Şûrâ, işlerin danışıp anlaşarak, bir konsensüse vararak yapılması prensibidir. Bu işler şahsî, ailevî olabileceği gibi kamu işleri de olabilir.

Öncelikle ve hemen belirtmeliyim ki şûrâ farzdır.

Allah’ın elçisi (sav) ömrü boyunca her işini şûrâ ile yapmıştır. Onun meydana getirdiği ve rehberliğini yaptığı toplum (ki bu topluma literatürde “ümmet” denilir) merhametli, namaz kılan, zekât veren ve işleri aralarında danışıklı bir topluluktur. İslam’ın kitabı Kur’an-ı Azimüşşân İslam toplumunu böyle tanımlar:

“Size verilen her şey dünya hayatının geçici zevklerinden ibarettir. Allah katında olanlar ise daha iyi ve daha kalıcıdır. Bunlar, iman eden ve rablerine dayanıp güvenenler içindir. Onlar büyük günahlardan ve hayâsızlıklardan kaçınırlar, öfkelendiklerinde dahi bağışlarlar. Rablerinin çağrısına uyarlar, namazı özenle kılarlar. İşleri de aralarındaki danışma ile yürür. Kendilerine verdiğimiz rızıktan başkaları için harcarlar. Onlara haksız bir saldırı yapıldığında elbirliğiyle kendilerini savunurlar.” (Şûrâ Sûresi, 42/36-39)

Bu ayet-i celilelerde şûrâ terimiyle ifade buyrulan danışmacılık özelliği namaz ve zekât farzlarının ortasına yerleştirilmiştir. Namazsız, danışmasız, infaksız olmaz… Namazımız şekilde kalıyorsa bizi nasıl ki aşırılıktan ve kötülükten alıkoymazsa; danışmamız da biçimden ve seçimden ibaretse bizi zulümden ve istibdattan alıkoymaz.

Namazın özü zikir; şûrânın ve zekâtın özü adalettir. Danışma politik katılımı sağlar, zekât müessesesi sosyal adaleti temin eder. Ne yazık ki tarihimizde namazın ve zekâtın fıkhı yazıldığı halde şûrânın fıkhı yazılmamıştır. Yeryüzü mescittir eyvallah, lakin namaz kılmak için mescitler inşa edilmiştir. Zekât da az çok kurumsallaşmıştır. Yeterli değildir; ama hiç olmazsa teorik olarak kabul görmüş bir umdedir. Oysa danışmacılık etiği, farzı, vacibi, sünneti, müstehabı ile terk edildiği gibi, içi boşaltılarak işlevsiz hale getirilmiştir.

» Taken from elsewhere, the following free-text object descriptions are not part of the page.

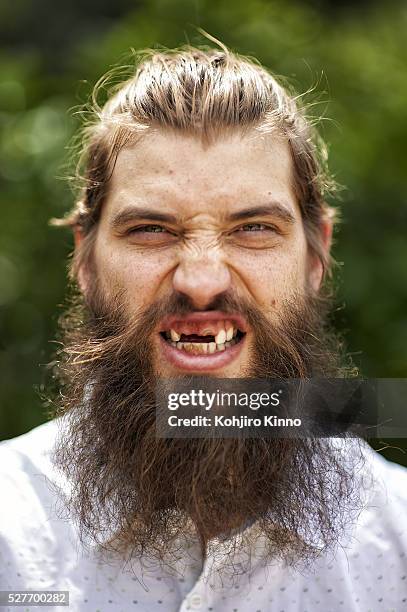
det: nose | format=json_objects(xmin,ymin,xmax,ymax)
[{"xmin": 172, "ymin": 254, "xmax": 232, "ymax": 310}]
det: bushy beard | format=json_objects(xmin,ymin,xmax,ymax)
[{"xmin": 50, "ymin": 283, "xmax": 364, "ymax": 577}]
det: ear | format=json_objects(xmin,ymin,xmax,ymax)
[
  {"xmin": 308, "ymin": 216, "xmax": 333, "ymax": 292},
  {"xmin": 73, "ymin": 226, "xmax": 89, "ymax": 294}
]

Yöneticinin şûrâ ehline danışması, kamuyu alakadar eden her konuyu danışması farz olduğu gibi meşveret neticesinde ortaya çıkan mutabakata tabi olarak, alınan kararı uygulaması da farzdır. Bu farzın ikamesi için gerekli bulunan müessese ve usulleri kurmak ve geliştirmek de farz olur.

Çağımızdaki şûrâ tartışmalarında Müslüman âlimler veya düşünürler genellikle yöneticinin meşveret meclisine kulak vermesi gerektiğine dikkati çekerler. Bu yaklaşım tek taraflıdır. Oysa ümmet olarak bir şûrâ sorunumuz varsa bunun müsebbibi tek başına devlet başkanları veya daha küçük ölçekteki kamu yöneticileri olamaz. Bu aynı zamanda bir gelenek ve kültür meselesidir.

Türkiye’yi esas alacak olursak ailede, özel sektörde, sivil toplumda, siyasi partilerde ve nihayet devlet yönetiminde bir danışamazlık meselemiz vakidir. Bir türlü danışamıyoruz. İşlerimizi aramızda anlayışla, uyum ve uzlaşma ile çözemiyoruz. Konuyu daha iyi kavrayabilmek için devleti bir kenara bırakıp özel sektöre bakalım. Bir şirketin yönetim kurulu toplantısında katılımcılar yani şûrâ meclisi kendi fikirlerini açıkça ifade edebiliyor mu? Bu psikolojik ortam ne kadar sağlanabiliyor? Ortam sağlansa bile sonuçta şirketin çalışanı durumunda bulunan üst düzey yöneticiler patronlarının yaklaşımlarından ne kadar farklı düşünebiliyorlar? Bir şirkette yönetim kurulu üyeleri patronun fikrinin ne olduğunu tahmin etmeye çalışıp, onun yaklaşımına makul gerekçeler üretmeye yöneliyorlarsa o şirket zamanla piyasadaki payını kaybetmeye başlar.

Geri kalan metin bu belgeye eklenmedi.